Inflation with a constant rate of roll

TL;DR

This paper explores a class of inflationary models where the inflaton's rate of roll remains constant, deriving exact potentials and analyzing perturbation behavior, with implications for observational viability of certain inflation scenarios.

Contribution

It provides a general exact solution for constant-roll inflation potentials and analyzes the stability and perturbation growth in these models.

Findings

Exact solutions for constant-roll inflaton potentials.

Growth of curvature perturbations in non-slow evolution scenarios.

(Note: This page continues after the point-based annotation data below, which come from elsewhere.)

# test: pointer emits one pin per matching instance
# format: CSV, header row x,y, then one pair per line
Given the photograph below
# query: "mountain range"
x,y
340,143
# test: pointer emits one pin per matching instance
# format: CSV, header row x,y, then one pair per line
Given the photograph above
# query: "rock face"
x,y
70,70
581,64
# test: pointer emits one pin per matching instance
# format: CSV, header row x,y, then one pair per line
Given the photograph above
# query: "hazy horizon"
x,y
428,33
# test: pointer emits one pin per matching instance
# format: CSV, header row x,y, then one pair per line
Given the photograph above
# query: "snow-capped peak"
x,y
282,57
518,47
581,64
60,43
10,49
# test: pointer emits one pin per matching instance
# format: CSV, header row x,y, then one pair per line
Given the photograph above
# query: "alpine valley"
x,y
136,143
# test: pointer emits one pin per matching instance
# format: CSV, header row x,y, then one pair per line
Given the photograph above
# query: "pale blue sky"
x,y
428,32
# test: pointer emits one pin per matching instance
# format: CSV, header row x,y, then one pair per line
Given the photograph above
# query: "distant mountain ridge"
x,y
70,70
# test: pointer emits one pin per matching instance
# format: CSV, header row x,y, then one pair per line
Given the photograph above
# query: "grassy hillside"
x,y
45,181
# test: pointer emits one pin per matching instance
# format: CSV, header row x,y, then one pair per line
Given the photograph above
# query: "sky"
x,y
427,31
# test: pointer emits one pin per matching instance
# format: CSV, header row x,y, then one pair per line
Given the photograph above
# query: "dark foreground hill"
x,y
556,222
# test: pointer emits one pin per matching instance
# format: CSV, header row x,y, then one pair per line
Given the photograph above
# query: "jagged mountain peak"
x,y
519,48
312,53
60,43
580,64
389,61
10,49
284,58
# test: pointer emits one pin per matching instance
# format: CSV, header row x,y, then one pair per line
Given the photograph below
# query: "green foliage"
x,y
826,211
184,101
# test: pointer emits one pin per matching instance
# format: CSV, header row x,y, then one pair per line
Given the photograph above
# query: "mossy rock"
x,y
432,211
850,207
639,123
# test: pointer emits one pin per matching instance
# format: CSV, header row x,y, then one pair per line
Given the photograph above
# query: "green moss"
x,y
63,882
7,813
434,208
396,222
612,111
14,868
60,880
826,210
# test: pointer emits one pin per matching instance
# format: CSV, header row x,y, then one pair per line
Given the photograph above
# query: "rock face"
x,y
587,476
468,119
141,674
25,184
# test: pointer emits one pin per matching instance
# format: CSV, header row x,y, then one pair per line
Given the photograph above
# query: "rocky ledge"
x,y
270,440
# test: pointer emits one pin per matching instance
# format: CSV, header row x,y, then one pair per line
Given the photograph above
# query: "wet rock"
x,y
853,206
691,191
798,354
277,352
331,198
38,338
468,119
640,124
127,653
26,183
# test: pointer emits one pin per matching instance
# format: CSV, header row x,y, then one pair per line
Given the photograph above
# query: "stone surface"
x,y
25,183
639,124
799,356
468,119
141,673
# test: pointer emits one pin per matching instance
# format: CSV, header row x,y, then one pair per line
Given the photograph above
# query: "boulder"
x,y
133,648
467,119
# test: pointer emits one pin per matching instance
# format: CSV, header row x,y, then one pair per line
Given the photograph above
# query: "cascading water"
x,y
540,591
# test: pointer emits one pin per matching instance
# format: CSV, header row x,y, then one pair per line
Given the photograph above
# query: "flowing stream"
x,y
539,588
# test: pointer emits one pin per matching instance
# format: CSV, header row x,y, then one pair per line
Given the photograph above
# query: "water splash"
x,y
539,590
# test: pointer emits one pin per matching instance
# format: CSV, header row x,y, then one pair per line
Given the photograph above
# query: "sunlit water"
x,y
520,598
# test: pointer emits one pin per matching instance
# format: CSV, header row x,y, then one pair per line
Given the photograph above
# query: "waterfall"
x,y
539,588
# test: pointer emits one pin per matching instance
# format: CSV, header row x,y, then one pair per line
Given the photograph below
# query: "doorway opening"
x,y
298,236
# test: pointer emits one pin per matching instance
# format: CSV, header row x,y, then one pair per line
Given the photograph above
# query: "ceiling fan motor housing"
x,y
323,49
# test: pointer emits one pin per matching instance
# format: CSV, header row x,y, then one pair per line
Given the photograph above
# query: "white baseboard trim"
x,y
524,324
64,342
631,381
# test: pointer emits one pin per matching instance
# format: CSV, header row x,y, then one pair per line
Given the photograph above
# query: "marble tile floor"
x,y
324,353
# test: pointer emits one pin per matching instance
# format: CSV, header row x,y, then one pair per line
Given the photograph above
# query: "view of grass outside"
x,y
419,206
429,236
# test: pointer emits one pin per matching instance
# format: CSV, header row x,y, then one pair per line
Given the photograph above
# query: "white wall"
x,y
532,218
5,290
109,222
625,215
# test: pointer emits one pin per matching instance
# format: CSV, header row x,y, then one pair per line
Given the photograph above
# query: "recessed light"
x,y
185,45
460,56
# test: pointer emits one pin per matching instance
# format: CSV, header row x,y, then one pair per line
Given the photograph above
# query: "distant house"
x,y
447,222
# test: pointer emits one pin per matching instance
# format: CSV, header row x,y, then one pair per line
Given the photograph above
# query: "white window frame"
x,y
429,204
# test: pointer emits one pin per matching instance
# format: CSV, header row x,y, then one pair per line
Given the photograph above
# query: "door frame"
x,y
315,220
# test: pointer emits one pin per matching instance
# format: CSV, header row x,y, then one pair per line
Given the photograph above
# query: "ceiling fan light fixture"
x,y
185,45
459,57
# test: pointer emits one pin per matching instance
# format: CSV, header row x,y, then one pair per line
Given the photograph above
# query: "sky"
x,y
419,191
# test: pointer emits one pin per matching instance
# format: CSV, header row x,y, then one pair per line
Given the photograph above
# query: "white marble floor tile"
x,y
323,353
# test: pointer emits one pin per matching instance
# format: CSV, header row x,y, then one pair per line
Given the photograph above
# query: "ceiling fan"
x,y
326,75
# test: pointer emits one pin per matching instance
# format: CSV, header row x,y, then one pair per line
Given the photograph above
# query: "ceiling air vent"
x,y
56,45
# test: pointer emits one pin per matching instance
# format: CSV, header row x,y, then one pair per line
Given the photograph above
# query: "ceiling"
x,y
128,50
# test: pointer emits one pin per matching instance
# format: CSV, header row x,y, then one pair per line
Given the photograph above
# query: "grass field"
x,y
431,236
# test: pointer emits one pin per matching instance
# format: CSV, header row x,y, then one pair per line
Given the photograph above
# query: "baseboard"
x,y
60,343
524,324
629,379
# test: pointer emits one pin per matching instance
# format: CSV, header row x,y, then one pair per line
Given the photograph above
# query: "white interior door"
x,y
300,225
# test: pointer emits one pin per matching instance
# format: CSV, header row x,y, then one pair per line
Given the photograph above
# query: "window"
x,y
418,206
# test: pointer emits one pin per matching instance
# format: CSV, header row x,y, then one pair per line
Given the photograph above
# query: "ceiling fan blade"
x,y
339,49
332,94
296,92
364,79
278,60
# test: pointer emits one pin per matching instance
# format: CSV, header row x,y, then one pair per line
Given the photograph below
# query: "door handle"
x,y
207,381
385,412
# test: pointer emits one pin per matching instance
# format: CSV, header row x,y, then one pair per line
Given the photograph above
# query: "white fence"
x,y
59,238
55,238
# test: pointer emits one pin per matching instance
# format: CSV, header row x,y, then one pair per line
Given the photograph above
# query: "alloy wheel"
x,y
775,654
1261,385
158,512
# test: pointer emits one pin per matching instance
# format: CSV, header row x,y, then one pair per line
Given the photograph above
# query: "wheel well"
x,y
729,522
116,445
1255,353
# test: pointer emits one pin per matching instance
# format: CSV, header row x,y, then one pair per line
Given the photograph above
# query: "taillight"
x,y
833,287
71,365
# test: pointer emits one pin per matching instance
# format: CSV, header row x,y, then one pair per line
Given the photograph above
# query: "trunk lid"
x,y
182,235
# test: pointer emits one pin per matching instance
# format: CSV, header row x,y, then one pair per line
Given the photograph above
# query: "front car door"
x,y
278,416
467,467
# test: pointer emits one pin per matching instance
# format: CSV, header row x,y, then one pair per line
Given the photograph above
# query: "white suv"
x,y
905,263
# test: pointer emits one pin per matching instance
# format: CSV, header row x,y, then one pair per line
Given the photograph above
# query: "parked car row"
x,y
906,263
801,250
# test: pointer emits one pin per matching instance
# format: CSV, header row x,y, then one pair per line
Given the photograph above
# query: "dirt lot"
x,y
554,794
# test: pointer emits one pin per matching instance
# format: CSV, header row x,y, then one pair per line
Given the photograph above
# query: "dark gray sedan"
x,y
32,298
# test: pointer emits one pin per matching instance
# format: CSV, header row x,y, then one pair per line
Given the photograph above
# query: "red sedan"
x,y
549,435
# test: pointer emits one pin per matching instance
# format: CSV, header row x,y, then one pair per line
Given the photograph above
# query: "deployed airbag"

Viability of quadratic hilltop and natural inflation models with observations.

Abstract

We consider an inflationary scenario where the rate of inflaton roll defined by $\ddot\phi/H\dot \phi$ remains constant. The rate of roll is small for slow-roll inflation, while a generic rate of roll leads to the interesting case of `constant-roll' inflation. We find a general exact solution for the inflaton potential required for such inflaton behaviour. In this model, due to non-slow evolution of background, the would-be decaying mode of linear scalar (curvature) perturbations may not be neglected. It can even grow for some values of the model parameter, while the other mode always remains constant. However, this always occurs for unstable solutions which are not attractors for the given potential. The most interesting particular cases of constant-roll inflation remaining viable with the most recent observational data are quadratic hilltop inflation (with cutoff) and natural inflation (with an additional negative cosmological constant). In these cases even-order slow-roll parameters approach non-negligible constants while the odd ones are asymptotically vanishing in the quasi-de Sitter regime.